"Fakt, że rosyjscy żołnierze muszą na co dzień płacić w hrywnach, świadczy w wymowny sposób o poziomie kontroli wroga nad regionem. (...) Większość towarów można nabyć wyłącznie za hrywny, a ponadto przedsiębiorcy masowo odmawiają stosowania się do rosyjskich przepisów" - czytamy w komunikacie opublikowanym na łamach portalu (https://tinyurl.com/5ca25px6).

5 czerwca doradca szefa administracji obwodu chersońskiego Serhij Chłań poinformował, że okupacyjne władze grożą zarekwirowaniem majątku lub podpaleniem właścicielom sklepów, którzy nie chcą wprowadzić do obiegu rubli.

"Oświadczamy, że 23 maja w (okupowanym - PAP) obwodzie chersońskim wprowadzono strefę dwuwalutową. Kurs ustalono jako wymianę jednego rosyjskiego rubla za dwie ukraińskie hrywny. (...) Gdzie zatem są dwuwalutowe cenniki, w rublach i hrywnach? Dlaczego odnosicie się po chamsku do ludzi, którzy zwracają się z prośbą, żeby przyjąć od nich ruble?" - napisano w odezwie okupacyjnych władz. Jej zdjęcie Chłań zamieścił na swoim koncie na Facebooku (https://tinyurl.com/2p9cvnkd).
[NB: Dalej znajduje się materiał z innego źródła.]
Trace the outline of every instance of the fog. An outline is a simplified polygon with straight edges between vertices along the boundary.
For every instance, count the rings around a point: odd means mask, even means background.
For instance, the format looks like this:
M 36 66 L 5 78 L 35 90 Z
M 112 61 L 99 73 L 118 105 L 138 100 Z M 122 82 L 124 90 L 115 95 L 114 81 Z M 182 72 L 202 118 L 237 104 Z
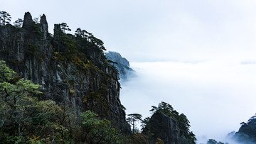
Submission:
M 227 142 L 255 113 L 256 65 L 243 62 L 131 62 L 136 75 L 122 82 L 122 103 L 127 113 L 146 117 L 151 106 L 167 102 L 187 116 L 200 142 Z
M 218 141 L 255 113 L 254 0 L 2 1 L 15 21 L 30 11 L 74 33 L 87 30 L 131 62 L 122 83 L 127 113 L 161 101 L 187 116 L 197 138 Z M 225 140 L 223 140 L 223 142 Z

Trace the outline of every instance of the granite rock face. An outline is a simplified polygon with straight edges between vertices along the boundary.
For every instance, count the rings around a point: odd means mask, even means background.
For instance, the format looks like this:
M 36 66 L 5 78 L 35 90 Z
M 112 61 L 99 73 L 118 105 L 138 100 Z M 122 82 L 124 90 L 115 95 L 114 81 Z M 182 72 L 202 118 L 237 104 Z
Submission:
M 120 78 L 126 79 L 134 71 L 129 67 L 129 61 L 121 56 L 117 52 L 109 51 L 106 53 L 107 59 L 113 61 L 113 65 L 115 66 L 119 72 Z
M 153 114 L 143 133 L 149 135 L 149 139 L 161 138 L 166 144 L 181 143 L 178 121 L 161 112 Z
M 68 37 L 75 38 L 65 34 Z M 76 113 L 91 110 L 110 120 L 122 133 L 129 133 L 116 68 L 97 48 L 87 48 L 90 50 L 82 56 L 80 52 L 65 56 L 58 51 L 68 46 L 50 36 L 45 15 L 36 24 L 29 12 L 26 13 L 21 28 L 0 26 L 0 59 L 21 77 L 43 86 L 44 94 L 39 99 L 68 104 Z

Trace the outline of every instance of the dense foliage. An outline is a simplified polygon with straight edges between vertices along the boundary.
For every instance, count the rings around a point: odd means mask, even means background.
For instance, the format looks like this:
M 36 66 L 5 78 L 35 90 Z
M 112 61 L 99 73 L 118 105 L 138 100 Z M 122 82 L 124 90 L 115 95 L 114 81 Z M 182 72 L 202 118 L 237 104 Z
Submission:
M 164 121 L 161 119 L 163 117 L 158 117 L 159 116 L 164 116 L 169 117 L 170 121 L 173 119 L 174 122 L 177 122 L 177 126 L 178 127 L 177 130 L 179 130 L 179 133 L 177 135 L 179 138 L 177 138 L 177 139 L 178 139 L 179 143 L 196 143 L 196 135 L 193 132 L 190 131 L 189 121 L 183 113 L 179 114 L 178 111 L 174 109 L 171 105 L 164 101 L 161 102 L 158 107 L 153 106 L 151 108 L 150 111 L 152 112 L 152 116 L 151 118 L 146 118 L 144 120 L 142 121 L 143 123 L 143 133 L 149 136 L 149 141 L 152 140 L 153 142 L 155 142 L 157 138 L 164 138 L 164 135 L 162 136 L 161 134 L 164 134 L 163 130 L 166 126 L 161 126 L 160 123 L 156 123 L 157 121 Z M 166 121 L 166 123 L 168 123 L 168 121 Z M 170 129 L 170 131 L 174 130 Z M 161 134 L 159 135 L 159 133 Z
M 256 143 L 256 116 L 252 116 L 247 123 L 240 123 L 241 127 L 234 138 L 240 142 Z
M 109 121 L 53 101 L 39 101 L 38 84 L 20 79 L 0 61 L 0 141 L 1 143 L 112 143 L 119 135 Z

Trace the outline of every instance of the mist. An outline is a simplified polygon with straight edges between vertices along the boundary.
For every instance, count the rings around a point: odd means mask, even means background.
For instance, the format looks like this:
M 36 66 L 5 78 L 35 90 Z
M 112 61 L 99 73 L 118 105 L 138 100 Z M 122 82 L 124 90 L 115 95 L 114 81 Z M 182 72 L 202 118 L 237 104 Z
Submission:
M 256 65 L 245 61 L 131 62 L 135 76 L 122 82 L 121 101 L 127 114 L 144 117 L 151 106 L 167 102 L 187 116 L 200 143 L 227 142 L 256 109 Z

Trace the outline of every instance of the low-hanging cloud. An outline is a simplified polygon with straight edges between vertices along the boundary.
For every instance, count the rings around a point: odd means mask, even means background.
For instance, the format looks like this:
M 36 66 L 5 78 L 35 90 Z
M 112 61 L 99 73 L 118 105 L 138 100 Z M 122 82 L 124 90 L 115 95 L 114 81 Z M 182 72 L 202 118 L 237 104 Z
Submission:
M 127 113 L 149 116 L 151 106 L 164 101 L 187 116 L 198 139 L 223 141 L 255 113 L 255 65 L 211 60 L 132 62 L 131 66 L 137 76 L 123 82 L 121 91 Z

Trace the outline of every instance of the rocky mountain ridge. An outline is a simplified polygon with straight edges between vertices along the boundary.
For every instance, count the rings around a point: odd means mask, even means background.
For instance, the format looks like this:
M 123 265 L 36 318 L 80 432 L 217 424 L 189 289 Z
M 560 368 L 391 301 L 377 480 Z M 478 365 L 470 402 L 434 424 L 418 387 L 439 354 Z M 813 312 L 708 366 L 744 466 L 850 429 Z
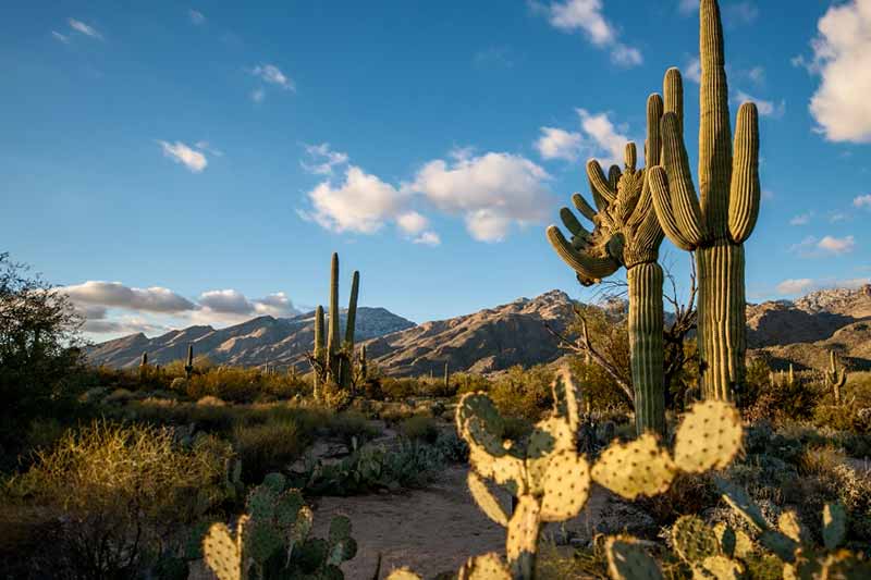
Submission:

"Jeśli nie wypełnicie tego rozkazu, to wasz majątek przejdzie pod zarząd (rosyjskiej) administracji wojskowo-cywilnej, a w najgorszym przypadku którejś nocy sklep przypadkowo spłonie" - zagrożono mieszkańcom Chersońszczyzny w obwieszczeniu.

Reklama

Jak przekazała 20 maja ukraińska gazeta internetowa Kyiv Independent, samozwańczy szef władz obwodu chersońskiego Wołodymyr Saldo ogłosił podczas spotkania z rosyjskimi kolaborantami, że "Chersoń wkrótce stanie się częścią Rosji". Pięć dni później prezydent Rosji Władimir Putin wydał dekret przewidujący uproszczony tryb nadawania rosyjskiego obywatelstwa mieszkańcom okupowanych terenów w regionach chersońskim i zaporoskim.